GRANITE FALLS – As instructed, Colette Dahl packed water, food, mosquito repellent and rubber boots to protect her feet from snakes.
Granite Falls School District’s only registered nurse touched down Saturday in Montgomery, Ala., where she expects to work long hours helping evacuees from Hurricane Katrina for a week.
“I just felt compelled to go,” she said earlier in the week. “This is one way to put to use the gifts that I have been given to a broader use. I just know it’s the right thing to do. For me, it’s what you train your whole life to do”

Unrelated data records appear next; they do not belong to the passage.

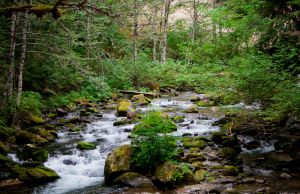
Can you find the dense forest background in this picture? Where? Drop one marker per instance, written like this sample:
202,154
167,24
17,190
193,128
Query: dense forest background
53,53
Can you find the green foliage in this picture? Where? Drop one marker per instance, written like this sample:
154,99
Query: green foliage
151,148
153,123
183,171
31,102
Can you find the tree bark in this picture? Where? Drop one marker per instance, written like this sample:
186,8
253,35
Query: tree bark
167,4
11,70
195,21
21,64
135,30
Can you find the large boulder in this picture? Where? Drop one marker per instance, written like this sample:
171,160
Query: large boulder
86,146
39,174
133,179
123,108
117,163
25,137
165,173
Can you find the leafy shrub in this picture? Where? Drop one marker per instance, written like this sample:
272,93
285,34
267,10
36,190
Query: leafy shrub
153,122
31,102
151,148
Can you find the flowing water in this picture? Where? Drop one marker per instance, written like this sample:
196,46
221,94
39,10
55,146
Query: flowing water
83,169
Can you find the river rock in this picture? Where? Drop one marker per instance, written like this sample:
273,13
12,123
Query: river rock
285,176
24,137
86,146
117,162
164,173
123,108
133,179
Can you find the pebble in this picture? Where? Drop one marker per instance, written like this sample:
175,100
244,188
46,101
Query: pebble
285,176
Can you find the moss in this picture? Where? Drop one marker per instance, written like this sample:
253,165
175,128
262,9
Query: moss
123,107
190,142
86,146
92,110
200,175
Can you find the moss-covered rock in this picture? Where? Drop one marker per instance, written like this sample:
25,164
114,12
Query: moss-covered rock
123,107
117,162
92,110
39,174
133,179
4,148
32,152
228,153
200,175
192,109
25,137
165,173
178,119
86,146
190,142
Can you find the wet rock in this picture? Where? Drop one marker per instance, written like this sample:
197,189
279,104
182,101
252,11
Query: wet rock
248,180
69,162
123,107
252,145
200,175
190,142
218,189
192,109
178,119
285,176
164,173
197,165
24,137
61,112
30,151
122,121
117,162
9,183
86,146
133,179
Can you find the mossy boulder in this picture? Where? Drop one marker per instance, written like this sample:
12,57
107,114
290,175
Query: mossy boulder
117,163
92,110
194,157
32,152
200,175
228,153
190,142
134,180
86,146
192,109
25,137
178,119
39,174
123,108
4,148
165,173
140,100
230,171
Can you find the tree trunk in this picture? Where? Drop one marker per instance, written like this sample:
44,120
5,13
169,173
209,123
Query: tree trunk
135,30
11,71
167,4
154,28
195,21
21,64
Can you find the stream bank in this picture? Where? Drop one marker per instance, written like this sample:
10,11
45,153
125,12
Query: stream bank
81,171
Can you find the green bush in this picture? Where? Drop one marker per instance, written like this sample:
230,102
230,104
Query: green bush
153,122
31,102
151,148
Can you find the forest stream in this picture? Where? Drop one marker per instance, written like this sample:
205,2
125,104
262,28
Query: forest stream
82,171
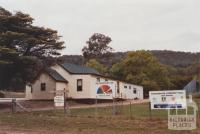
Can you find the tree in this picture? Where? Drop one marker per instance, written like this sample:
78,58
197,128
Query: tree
97,46
24,48
18,33
141,67
93,63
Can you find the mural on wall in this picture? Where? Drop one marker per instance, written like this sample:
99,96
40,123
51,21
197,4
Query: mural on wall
105,90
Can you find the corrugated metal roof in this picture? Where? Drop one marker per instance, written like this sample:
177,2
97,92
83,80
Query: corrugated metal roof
78,69
55,75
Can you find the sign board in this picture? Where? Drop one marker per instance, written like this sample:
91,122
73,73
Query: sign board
181,122
59,101
170,99
105,90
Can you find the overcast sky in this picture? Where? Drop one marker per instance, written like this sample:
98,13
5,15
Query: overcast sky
132,24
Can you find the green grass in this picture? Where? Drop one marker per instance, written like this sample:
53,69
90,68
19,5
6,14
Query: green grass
92,120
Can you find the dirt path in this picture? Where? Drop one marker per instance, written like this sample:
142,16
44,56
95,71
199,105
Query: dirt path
49,105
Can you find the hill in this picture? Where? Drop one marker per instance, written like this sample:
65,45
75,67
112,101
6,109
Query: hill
172,58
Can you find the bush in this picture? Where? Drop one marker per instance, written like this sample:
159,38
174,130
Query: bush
2,95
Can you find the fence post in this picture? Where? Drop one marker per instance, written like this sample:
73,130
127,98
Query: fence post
150,114
96,106
114,108
130,111
13,105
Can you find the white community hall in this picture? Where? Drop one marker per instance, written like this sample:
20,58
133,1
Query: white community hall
80,82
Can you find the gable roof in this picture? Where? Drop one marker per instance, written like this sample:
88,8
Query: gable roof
78,69
55,75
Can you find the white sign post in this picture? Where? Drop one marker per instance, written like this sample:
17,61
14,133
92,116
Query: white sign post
59,101
170,99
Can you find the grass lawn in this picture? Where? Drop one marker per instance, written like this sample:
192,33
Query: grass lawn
56,121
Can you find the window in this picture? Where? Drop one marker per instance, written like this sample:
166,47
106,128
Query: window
79,85
135,91
117,86
43,86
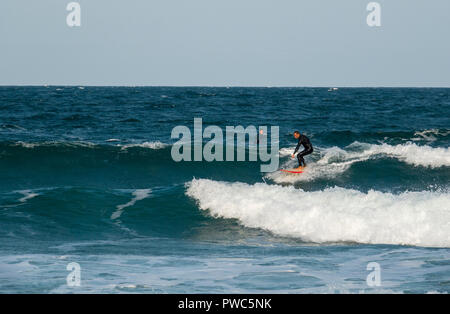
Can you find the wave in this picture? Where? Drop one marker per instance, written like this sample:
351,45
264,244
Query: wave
150,145
333,161
331,215
138,196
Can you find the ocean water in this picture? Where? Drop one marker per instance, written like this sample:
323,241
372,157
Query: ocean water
86,176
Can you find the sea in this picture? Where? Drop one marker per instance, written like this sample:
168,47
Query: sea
92,200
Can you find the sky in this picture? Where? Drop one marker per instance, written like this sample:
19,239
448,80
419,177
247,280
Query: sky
225,43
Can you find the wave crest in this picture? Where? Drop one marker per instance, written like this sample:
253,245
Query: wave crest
331,215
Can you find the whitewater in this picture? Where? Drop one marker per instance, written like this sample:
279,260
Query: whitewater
331,215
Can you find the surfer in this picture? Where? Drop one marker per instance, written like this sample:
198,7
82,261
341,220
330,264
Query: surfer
302,140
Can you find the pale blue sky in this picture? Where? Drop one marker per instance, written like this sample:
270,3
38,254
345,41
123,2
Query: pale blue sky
225,43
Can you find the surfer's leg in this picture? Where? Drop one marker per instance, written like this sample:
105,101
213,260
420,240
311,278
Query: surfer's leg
301,161
300,156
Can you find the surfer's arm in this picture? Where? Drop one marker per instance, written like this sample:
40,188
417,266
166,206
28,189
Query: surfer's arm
297,148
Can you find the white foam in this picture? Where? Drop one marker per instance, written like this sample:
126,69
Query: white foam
331,215
150,145
334,161
138,196
429,135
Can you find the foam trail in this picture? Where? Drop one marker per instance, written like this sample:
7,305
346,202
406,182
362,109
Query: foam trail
150,145
138,196
27,194
331,215
334,161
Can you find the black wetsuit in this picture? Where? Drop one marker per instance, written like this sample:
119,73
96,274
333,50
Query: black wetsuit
303,140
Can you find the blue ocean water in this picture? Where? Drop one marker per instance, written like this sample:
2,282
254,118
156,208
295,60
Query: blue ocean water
86,176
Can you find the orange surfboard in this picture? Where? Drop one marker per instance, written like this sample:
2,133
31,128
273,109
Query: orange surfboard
291,170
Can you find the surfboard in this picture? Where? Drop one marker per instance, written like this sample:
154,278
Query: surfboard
291,170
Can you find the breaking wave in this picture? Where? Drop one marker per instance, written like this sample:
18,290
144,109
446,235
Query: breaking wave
331,215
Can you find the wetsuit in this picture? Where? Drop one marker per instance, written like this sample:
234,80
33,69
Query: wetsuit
303,140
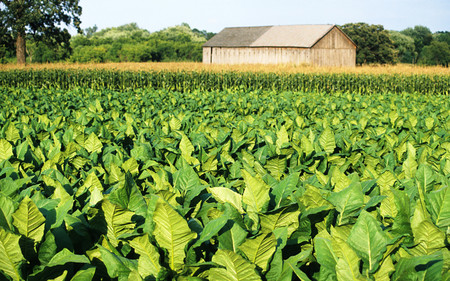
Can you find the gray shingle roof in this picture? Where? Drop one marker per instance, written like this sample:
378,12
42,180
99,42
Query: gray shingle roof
270,36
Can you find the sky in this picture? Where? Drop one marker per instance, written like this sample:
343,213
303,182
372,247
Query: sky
213,16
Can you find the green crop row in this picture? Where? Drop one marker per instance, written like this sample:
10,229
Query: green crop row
207,81
226,185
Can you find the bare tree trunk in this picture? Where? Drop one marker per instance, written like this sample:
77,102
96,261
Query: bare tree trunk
21,48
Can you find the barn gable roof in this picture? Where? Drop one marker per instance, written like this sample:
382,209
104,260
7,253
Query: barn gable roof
303,36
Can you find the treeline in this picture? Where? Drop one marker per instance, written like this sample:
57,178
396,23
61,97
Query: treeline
129,43
417,45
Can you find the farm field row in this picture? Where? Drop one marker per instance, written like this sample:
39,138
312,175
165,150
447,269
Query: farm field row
223,185
194,66
188,81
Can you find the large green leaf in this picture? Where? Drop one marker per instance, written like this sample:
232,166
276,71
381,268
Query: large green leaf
326,257
211,229
256,193
116,265
347,201
6,211
28,220
226,195
65,256
276,166
148,262
368,240
427,235
236,267
282,137
347,266
172,233
231,237
285,217
5,150
93,144
10,254
118,221
439,206
259,250
84,274
129,197
327,140
284,189
428,267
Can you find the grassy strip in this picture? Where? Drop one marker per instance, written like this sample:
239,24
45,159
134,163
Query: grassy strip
186,81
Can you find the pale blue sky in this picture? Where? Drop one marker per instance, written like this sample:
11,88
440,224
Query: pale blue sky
213,15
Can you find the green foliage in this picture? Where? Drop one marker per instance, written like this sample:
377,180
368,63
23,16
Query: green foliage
184,81
129,43
404,45
373,42
40,19
422,37
437,53
230,184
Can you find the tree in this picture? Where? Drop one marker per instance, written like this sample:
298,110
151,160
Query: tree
404,44
442,36
373,43
41,19
422,37
437,53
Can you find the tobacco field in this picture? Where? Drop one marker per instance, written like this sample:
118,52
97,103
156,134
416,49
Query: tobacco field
247,181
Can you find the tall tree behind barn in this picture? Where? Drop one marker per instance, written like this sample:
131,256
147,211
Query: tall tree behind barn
319,45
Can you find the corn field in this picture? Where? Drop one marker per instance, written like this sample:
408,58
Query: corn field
187,81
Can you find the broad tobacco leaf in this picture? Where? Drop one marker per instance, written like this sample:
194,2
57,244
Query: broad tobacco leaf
368,240
172,233
236,267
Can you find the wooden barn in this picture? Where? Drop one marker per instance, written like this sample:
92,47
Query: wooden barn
319,45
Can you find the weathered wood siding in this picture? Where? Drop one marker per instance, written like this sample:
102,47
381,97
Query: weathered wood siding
334,49
333,57
259,55
207,55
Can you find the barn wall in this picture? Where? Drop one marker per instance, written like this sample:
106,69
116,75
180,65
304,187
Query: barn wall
334,39
207,55
261,55
334,49
333,57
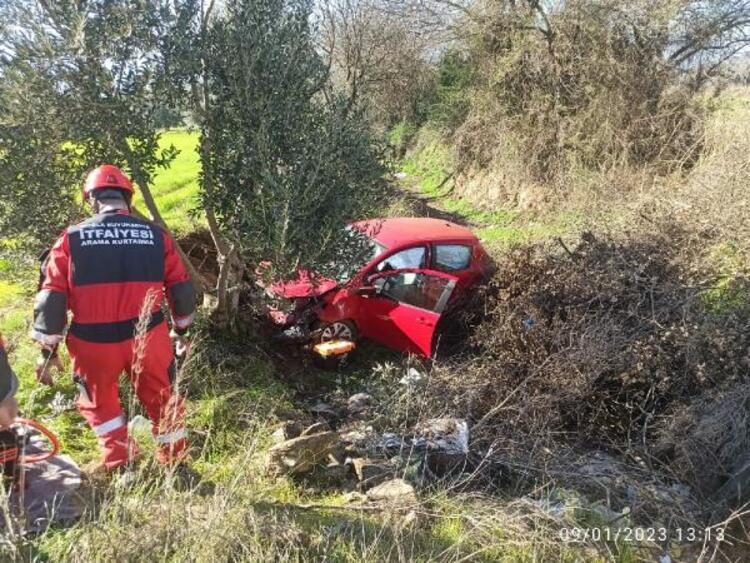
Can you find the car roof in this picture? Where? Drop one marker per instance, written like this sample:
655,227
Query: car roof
396,231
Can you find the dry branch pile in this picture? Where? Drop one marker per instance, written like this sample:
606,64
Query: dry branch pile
614,346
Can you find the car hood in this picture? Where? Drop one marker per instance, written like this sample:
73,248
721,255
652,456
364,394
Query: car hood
306,284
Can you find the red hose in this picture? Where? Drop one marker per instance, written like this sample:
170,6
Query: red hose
12,454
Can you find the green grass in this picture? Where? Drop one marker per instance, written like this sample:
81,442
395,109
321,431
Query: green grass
176,189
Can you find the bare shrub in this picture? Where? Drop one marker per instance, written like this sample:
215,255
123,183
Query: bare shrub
587,87
600,348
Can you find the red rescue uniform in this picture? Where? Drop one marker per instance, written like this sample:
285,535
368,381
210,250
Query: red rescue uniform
103,271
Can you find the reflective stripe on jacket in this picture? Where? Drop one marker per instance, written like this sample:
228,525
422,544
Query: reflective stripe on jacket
8,379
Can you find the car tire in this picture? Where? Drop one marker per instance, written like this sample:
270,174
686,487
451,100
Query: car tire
343,330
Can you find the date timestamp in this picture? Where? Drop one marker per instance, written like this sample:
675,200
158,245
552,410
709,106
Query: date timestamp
641,535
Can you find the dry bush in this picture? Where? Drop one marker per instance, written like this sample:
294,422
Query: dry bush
585,87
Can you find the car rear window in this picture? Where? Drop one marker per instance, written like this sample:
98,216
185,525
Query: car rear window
452,257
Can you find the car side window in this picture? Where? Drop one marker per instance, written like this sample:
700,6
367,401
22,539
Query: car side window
416,289
410,258
452,257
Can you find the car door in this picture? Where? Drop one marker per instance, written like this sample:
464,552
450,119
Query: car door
403,309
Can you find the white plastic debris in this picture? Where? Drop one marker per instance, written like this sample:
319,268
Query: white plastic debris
413,378
139,425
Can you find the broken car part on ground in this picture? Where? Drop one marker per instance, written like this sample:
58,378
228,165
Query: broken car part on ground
410,272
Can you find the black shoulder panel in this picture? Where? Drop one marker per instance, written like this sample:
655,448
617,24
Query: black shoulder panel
116,249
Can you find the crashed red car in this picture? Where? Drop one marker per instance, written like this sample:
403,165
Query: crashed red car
413,272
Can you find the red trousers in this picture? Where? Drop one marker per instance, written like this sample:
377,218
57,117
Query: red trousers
97,369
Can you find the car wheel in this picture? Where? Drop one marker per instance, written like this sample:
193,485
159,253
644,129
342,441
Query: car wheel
339,330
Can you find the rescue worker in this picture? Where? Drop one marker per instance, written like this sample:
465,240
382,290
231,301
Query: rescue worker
103,270
8,387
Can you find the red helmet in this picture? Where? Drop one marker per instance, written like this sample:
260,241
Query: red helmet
106,176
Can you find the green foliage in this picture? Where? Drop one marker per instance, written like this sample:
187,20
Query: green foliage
291,163
176,189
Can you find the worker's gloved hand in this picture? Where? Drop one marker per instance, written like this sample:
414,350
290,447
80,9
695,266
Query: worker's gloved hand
45,367
8,412
182,343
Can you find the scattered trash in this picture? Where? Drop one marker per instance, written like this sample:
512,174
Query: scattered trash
288,430
396,491
301,454
445,442
369,472
60,404
139,424
316,428
324,409
413,379
393,442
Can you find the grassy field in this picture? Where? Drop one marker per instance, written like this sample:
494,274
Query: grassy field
176,189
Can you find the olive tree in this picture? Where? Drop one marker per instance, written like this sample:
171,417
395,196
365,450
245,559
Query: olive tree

Dahl, 33, has already seen the ripples of her own good will. When she asked for time off, the district waived the request for personal leave.
The Lake Stevens School District, in turn, said it would make a registered nurse available for consultation in her absence.
A middle school office worker whose husband is on strike at Boeing wrote a check for $20 so Dahl could buy supplies for Katrina victims.
“That was all very generous,” she said.
Dahl, who also works at the sexual assault center at Providence Everett Medical Center in Everett, on Friday briefed individual teachers on what to do in case students experience serious medical problems, including some with diabetes, seizures and hemophilia.
She’ll keep her cell phone with her, just in case the school calls.
“I just want to make sure my kids – all 2,400 of them – are okay when I’m gone,” she said.